Hi! Yes, the thicker it is, the longer it will take to bake all the way through. I would suggest covering it with foil once you notice the top is baked so the middle continues to bake. You can stick a toothpick or thin knife in the center through the dough to test it for doneness. If it comes out with wet dough on it, the lasagna needs to bake longer. Hope this helps. Enjoy!

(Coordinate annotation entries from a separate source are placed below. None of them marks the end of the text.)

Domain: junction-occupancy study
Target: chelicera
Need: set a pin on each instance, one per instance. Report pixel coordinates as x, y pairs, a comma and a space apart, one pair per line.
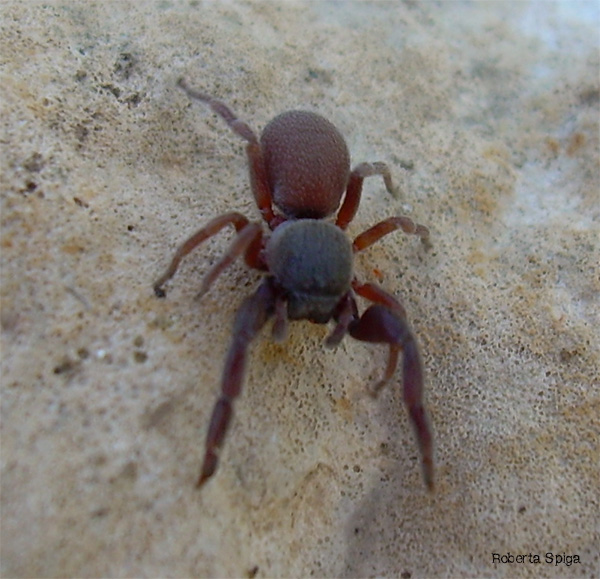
301, 165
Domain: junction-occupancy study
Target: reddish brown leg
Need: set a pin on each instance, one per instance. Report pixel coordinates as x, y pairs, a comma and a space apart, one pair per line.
251, 317
354, 189
375, 233
374, 293
381, 325
258, 175
210, 229
245, 240
347, 312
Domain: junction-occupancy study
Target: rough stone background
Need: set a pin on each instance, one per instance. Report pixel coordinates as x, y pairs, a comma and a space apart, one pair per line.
488, 116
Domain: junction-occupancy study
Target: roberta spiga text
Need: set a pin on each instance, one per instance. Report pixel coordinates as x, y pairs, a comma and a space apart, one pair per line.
535, 559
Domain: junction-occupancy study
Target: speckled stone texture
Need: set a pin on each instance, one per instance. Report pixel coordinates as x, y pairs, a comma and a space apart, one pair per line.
487, 114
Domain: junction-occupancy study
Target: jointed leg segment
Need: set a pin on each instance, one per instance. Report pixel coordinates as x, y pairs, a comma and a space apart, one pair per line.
258, 175
251, 317
354, 189
245, 241
381, 325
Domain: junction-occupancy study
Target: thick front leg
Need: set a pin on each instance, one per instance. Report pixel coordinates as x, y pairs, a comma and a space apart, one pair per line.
249, 320
380, 325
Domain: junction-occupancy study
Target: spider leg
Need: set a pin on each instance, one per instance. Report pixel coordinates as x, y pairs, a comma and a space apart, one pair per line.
250, 318
258, 173
375, 233
379, 324
354, 189
245, 241
211, 228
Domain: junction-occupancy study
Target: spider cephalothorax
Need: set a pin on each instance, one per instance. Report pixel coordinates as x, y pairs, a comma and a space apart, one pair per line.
302, 166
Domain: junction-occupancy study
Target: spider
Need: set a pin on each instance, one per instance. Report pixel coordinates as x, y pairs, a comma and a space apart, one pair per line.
301, 165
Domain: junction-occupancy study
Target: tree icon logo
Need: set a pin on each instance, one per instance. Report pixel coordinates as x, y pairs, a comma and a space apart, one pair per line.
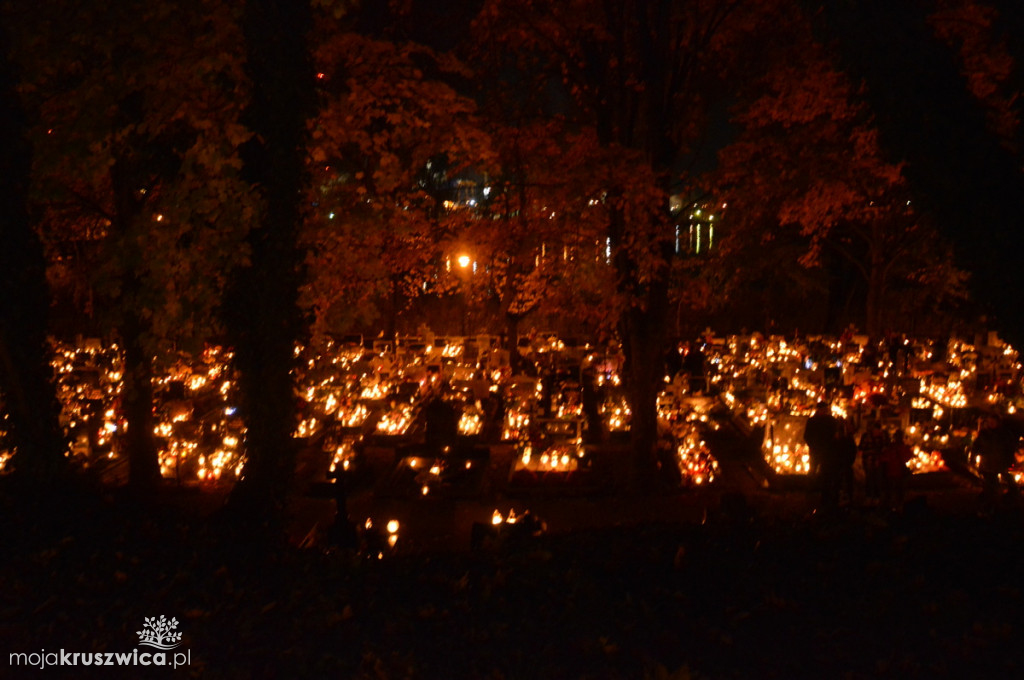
160, 633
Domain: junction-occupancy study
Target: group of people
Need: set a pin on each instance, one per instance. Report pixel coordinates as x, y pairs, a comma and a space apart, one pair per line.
834, 449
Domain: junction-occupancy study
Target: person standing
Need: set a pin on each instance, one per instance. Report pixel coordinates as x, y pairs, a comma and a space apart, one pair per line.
820, 435
872, 443
993, 450
894, 459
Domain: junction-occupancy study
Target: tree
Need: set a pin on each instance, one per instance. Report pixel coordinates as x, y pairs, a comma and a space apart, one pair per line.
388, 122
136, 137
934, 116
261, 305
26, 379
641, 78
844, 200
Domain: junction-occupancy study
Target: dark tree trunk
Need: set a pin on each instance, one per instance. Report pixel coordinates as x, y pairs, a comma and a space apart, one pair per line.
137, 406
26, 376
136, 400
261, 307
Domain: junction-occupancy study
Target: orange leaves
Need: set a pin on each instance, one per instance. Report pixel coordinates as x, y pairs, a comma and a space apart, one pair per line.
967, 26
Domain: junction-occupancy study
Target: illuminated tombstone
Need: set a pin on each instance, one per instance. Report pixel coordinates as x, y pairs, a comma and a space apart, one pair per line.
783, 445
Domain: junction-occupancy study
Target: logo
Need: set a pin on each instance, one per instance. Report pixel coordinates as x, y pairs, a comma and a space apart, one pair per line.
160, 633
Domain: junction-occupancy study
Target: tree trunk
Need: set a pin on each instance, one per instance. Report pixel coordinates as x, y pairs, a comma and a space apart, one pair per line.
262, 310
136, 404
876, 293
26, 376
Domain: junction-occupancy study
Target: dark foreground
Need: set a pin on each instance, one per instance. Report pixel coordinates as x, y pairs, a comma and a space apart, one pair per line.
926, 594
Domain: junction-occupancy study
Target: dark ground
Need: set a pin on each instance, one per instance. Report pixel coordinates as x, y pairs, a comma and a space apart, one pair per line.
733, 582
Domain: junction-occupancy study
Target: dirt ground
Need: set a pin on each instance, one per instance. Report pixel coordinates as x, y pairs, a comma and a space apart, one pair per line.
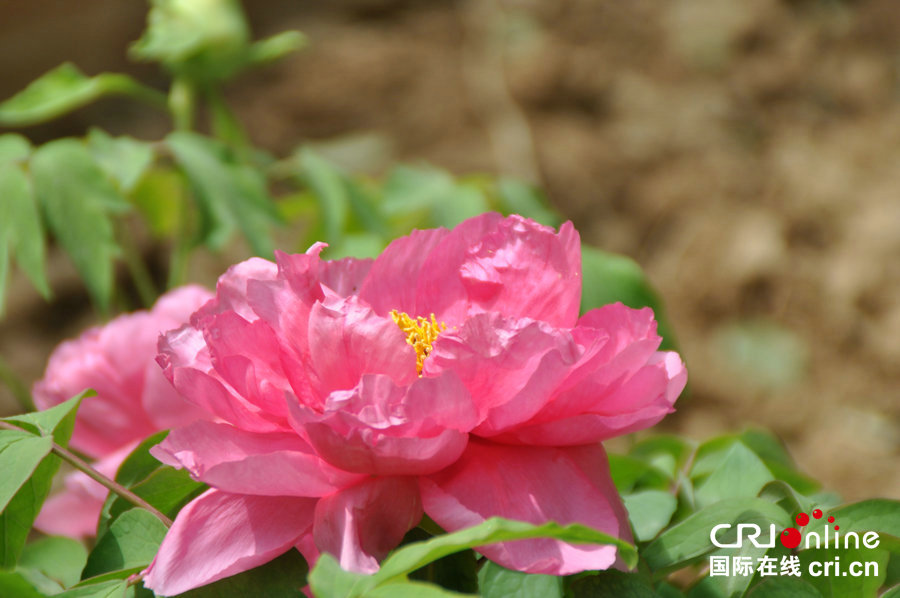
744, 153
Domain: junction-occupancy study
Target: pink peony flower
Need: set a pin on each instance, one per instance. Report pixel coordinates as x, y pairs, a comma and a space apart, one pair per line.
133, 401
450, 376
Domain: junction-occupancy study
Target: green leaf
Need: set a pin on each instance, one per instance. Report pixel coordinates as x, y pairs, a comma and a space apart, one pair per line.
517, 197
608, 278
108, 589
690, 538
784, 587
328, 188
57, 421
413, 556
20, 454
649, 511
229, 193
666, 452
843, 584
279, 578
14, 585
131, 541
740, 474
412, 589
124, 159
14, 148
629, 473
21, 232
60, 91
275, 47
329, 580
612, 584
19, 515
60, 559
495, 581
76, 197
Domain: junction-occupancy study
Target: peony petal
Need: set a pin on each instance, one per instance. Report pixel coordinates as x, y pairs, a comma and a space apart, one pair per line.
362, 524
391, 283
509, 265
510, 366
347, 340
218, 535
345, 276
379, 428
233, 460
534, 485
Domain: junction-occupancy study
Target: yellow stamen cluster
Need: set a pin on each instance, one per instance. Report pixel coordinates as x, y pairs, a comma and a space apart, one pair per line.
420, 333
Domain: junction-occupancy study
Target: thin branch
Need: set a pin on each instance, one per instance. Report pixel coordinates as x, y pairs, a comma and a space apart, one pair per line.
82, 465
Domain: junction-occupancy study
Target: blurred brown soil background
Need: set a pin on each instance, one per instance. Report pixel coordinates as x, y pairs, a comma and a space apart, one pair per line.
746, 154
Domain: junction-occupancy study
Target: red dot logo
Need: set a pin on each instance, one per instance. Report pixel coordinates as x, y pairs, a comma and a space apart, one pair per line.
790, 537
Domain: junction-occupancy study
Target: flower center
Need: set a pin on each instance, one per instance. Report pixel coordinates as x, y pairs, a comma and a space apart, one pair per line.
420, 333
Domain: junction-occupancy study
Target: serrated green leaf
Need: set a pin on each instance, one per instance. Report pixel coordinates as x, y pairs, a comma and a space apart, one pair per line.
740, 474
61, 559
59, 91
21, 232
649, 511
56, 421
19, 515
690, 538
76, 197
612, 584
608, 278
20, 454
14, 585
229, 193
413, 556
280, 578
108, 589
14, 147
495, 581
131, 541
124, 159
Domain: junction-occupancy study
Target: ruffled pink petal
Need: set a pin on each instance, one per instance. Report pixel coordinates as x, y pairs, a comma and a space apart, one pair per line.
534, 485
218, 535
347, 339
272, 464
508, 265
510, 366
246, 356
345, 276
392, 280
186, 362
360, 525
231, 288
380, 428
638, 403
75, 511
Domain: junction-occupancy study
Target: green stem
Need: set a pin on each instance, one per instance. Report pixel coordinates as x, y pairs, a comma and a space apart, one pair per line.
143, 281
182, 103
128, 86
16, 386
113, 486
225, 124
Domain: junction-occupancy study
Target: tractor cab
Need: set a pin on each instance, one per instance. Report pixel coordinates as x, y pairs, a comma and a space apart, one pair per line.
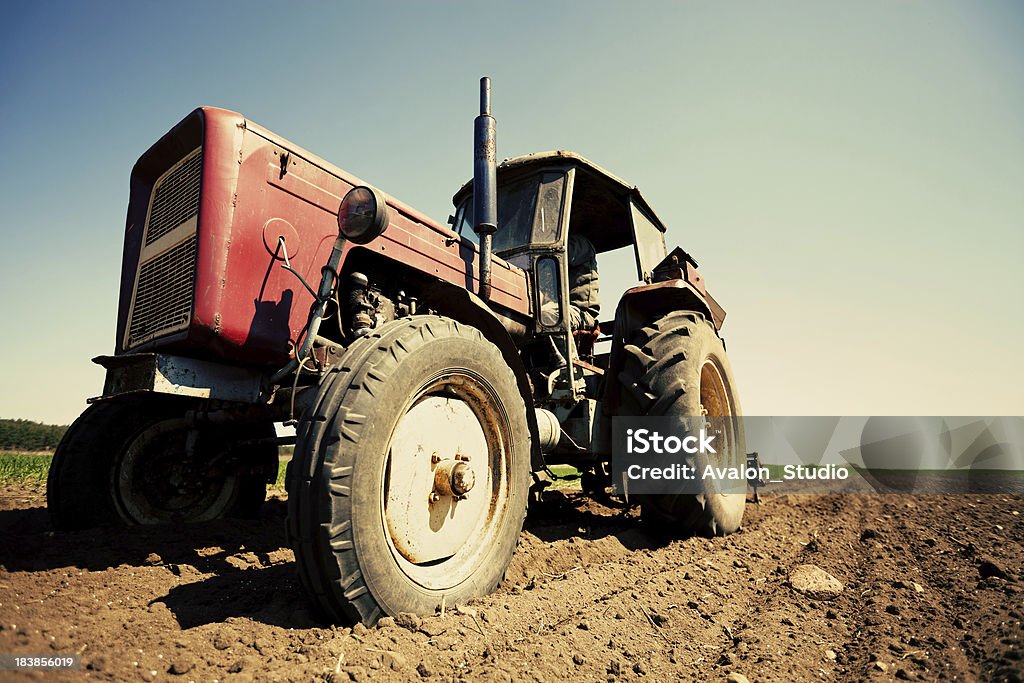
545, 202
545, 198
542, 199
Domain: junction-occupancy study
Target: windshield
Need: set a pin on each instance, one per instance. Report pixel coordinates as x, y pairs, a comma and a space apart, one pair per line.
516, 211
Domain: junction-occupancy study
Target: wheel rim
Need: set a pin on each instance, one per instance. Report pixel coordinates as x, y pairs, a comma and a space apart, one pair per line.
454, 422
716, 404
155, 482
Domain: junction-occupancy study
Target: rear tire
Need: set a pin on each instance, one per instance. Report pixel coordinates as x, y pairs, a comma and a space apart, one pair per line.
676, 367
371, 535
124, 463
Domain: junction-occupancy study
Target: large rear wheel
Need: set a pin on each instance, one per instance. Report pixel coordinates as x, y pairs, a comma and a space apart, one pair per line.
676, 367
411, 475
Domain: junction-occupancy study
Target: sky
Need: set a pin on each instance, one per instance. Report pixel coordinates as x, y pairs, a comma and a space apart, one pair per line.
850, 176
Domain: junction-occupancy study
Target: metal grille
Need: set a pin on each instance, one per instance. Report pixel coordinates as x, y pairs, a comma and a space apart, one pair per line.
164, 293
176, 198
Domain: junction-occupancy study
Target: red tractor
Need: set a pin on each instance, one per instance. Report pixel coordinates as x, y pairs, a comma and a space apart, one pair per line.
433, 373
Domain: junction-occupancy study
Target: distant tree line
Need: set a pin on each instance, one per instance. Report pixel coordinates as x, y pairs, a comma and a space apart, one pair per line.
28, 435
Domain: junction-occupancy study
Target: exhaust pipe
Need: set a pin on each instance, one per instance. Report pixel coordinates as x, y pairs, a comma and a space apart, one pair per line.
484, 183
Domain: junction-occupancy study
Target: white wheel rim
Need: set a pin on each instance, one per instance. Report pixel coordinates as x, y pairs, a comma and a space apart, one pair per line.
438, 544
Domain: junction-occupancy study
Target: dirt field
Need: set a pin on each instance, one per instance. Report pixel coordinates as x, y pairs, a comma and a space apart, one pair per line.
931, 591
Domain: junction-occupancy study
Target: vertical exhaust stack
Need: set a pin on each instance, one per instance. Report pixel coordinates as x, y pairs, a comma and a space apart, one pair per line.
484, 183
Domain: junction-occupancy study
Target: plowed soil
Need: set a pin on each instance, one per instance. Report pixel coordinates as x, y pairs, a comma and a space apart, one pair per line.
931, 591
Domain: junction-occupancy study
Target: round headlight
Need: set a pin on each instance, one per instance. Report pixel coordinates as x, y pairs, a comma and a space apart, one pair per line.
363, 215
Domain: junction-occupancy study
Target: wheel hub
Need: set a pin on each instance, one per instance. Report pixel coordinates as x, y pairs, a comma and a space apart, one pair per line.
454, 477
433, 502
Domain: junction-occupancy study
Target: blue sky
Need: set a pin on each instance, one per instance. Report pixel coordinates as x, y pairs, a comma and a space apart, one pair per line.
849, 175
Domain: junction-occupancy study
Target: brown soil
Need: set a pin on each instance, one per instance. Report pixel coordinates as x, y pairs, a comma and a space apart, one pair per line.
932, 591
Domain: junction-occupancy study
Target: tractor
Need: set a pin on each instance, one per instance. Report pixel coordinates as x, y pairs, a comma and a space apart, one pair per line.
432, 373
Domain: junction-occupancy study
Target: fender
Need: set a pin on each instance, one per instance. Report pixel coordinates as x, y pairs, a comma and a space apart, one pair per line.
463, 305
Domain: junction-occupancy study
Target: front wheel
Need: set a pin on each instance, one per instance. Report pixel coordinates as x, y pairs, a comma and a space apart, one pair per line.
676, 367
412, 473
139, 463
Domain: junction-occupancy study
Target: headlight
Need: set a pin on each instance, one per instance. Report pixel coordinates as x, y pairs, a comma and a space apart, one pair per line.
363, 215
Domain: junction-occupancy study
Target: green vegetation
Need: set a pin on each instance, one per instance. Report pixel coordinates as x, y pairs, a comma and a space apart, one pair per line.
28, 435
280, 482
22, 467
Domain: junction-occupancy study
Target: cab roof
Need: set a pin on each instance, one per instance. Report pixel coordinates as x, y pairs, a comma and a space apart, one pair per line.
600, 200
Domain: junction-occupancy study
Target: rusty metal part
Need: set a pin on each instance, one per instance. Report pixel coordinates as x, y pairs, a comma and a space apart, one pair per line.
549, 429
454, 477
484, 183
163, 373
445, 466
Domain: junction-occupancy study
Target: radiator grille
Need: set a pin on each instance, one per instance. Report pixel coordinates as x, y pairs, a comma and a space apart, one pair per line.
164, 293
176, 198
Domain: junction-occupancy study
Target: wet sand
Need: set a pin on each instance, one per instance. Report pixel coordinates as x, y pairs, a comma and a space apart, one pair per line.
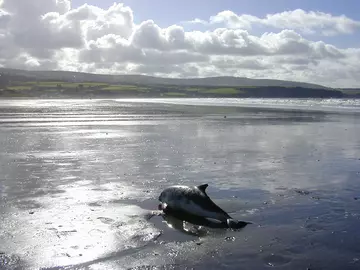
79, 179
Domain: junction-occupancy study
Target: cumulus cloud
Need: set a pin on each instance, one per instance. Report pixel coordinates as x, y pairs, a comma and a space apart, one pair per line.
310, 22
50, 34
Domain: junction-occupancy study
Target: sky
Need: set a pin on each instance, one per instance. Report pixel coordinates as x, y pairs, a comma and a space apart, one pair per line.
308, 41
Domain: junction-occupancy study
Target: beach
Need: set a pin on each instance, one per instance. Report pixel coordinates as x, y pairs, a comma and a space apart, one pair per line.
79, 179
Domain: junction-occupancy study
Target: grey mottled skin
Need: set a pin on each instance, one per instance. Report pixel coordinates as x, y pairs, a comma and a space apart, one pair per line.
194, 204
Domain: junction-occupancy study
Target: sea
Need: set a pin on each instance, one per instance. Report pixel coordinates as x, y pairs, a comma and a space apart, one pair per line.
80, 181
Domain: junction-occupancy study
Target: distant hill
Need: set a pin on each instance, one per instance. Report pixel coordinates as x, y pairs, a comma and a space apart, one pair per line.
226, 81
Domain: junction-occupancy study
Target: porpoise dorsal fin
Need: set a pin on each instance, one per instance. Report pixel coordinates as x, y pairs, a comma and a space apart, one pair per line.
203, 187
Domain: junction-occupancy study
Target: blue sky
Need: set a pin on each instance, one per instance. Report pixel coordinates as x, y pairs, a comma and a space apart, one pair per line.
314, 41
169, 12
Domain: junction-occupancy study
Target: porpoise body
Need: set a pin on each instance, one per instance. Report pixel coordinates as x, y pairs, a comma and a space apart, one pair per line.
193, 202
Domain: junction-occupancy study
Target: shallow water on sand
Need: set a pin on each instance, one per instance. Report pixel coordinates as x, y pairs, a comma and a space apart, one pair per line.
78, 179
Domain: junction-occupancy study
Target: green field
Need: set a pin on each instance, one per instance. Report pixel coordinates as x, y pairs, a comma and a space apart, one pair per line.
221, 91
124, 88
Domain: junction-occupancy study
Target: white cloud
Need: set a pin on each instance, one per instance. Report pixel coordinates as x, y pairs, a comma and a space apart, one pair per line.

This is delicious but has a lot of liquid in it. Is this normal? It almost seems like I could have used half instead
Hi Wendy! The cinnamon sugar should be like a syrup all around the layers of dough…like the middle of a cinnamon roll. The ratio of dough to syrup should be a nice balance. Did you bake it in an 8-inch square dish and have about 6 layers of dough?
hi! what do u mean by 1-1/4 buttermilk? do u mean a cup and a quarter?
Hi Sylvia! Yes, 1 cup and a quarter cup of buttermilk. Enjoy!
Are you using salted or unsalted butter?
Hi Katie! I use unsalted. I just updated the recipe to clarify. Thanks so much for asking. Enjoy!
Oh, I just saw someone else already asked this. Never mind. 🙂
Just wondering, if you are going to have the strips of dough touching why do you need to cut them into strips? Why not just roll out 8″ x 8″ squares of dough?
Hi – looks amazing, can’t wait to try. Wondering why you cut into strips to form each layer, rather than adding 1 whole piece for each layer? Is it to do with how well it cooks?
Hi Danielle! I cut them into strips so the filling cooks all around and between each strip, similar to a lasagna. You could certainly use 1 whole layer or larger strips and it should still bake up great, there just might not be as good of a coverage of filling with each serving. Enjoy!